箕輪町郷土博物館令和3年度特別展「地味だけど推しの資料展」で展示された土偶型土鈴(箕輪町中山遺跡)を3Dモデルで観察しました。
1 土偶型土鈴(箕輪町中山遺跡) 観察記録3Dモデル
土偶型土鈴(箕輪町中山遺跡) 観察記録3Dモデル縄文時代中期
高さ4.3㎝
撮影場所:箕輪町郷土博物館令和3年度特別展「地味だけど推しの資料展」
撮影月日:2021.11.10
展示の様子
ガラスショーケース越し撮影
3Dモデル写真測量ソフト 3DF Zephyr で生成 v6.010 processing 82 images
3Dモデルの動画
2 発掘調査報告書の記述
この土偶型土鈴は昭和30年統合中学校新築工事中に出土したもので出土状況等は不明のようです。以下、「中山遺跡緊急発掘調査報告書」(昭和60年、箕輪町教育委員会)の該当箇所を抜粋します。

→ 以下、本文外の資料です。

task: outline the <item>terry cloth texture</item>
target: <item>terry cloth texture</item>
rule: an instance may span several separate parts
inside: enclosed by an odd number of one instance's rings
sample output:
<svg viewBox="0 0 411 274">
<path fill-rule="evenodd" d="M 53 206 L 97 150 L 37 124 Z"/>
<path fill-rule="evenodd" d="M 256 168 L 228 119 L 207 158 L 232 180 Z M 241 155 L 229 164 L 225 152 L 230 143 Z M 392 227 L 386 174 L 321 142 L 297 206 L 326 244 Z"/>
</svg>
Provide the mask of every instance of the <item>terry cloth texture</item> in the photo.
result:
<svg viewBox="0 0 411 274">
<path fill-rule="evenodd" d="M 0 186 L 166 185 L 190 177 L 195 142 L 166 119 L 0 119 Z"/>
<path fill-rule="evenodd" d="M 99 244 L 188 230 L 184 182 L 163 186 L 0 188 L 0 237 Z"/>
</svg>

「3も同じく中山遺跡出土の土製品である。大きさは高さ4.3㎝で、上部は顔面で、下部は土鈴になっている。頭部をつまんで振るとカラカラと小さな音がする。胴部には、全体に三叉文様がつけられており、時代的には縄文中期中葉と思われる。形は小さいが非常にととのったものであり、鳴る子は、胴部に数個入っており、小石でなく粘土と思われる。顔のつくりは簡単であるが、非常に写実的で、目・鼻・口が彫られ、頭部の沈線は髪を表していると思われる。顔の表情は、とても親しみやすく、見る人をひきつける。県下においてもこの種の土製品は例が少なく、使用目的なども推測し難い。土鈴の発見はかなりの数に上っているので、それらと共通のものと考えられるが、宗教的使用の匂いが感じられる。」
実測図
写真
3 観察メモ
・例えば、「胴部を細長い葉などを丸めて作り、頭を乗せた手製おもちゃ」を模してつくった土偶型土鈴であるように想像します。
・顔つきが柔和であり、こどもがいる場面でつかう製品としてつくられたと想像します。
・顔は土偶や顔面把手付土器の顔面と同じ女神(母神)を表現していると想像します。
・乳児の高い死亡率を乗り越えて育つことを祈願する節目祭祀などで使われた「楽器」であると想像します。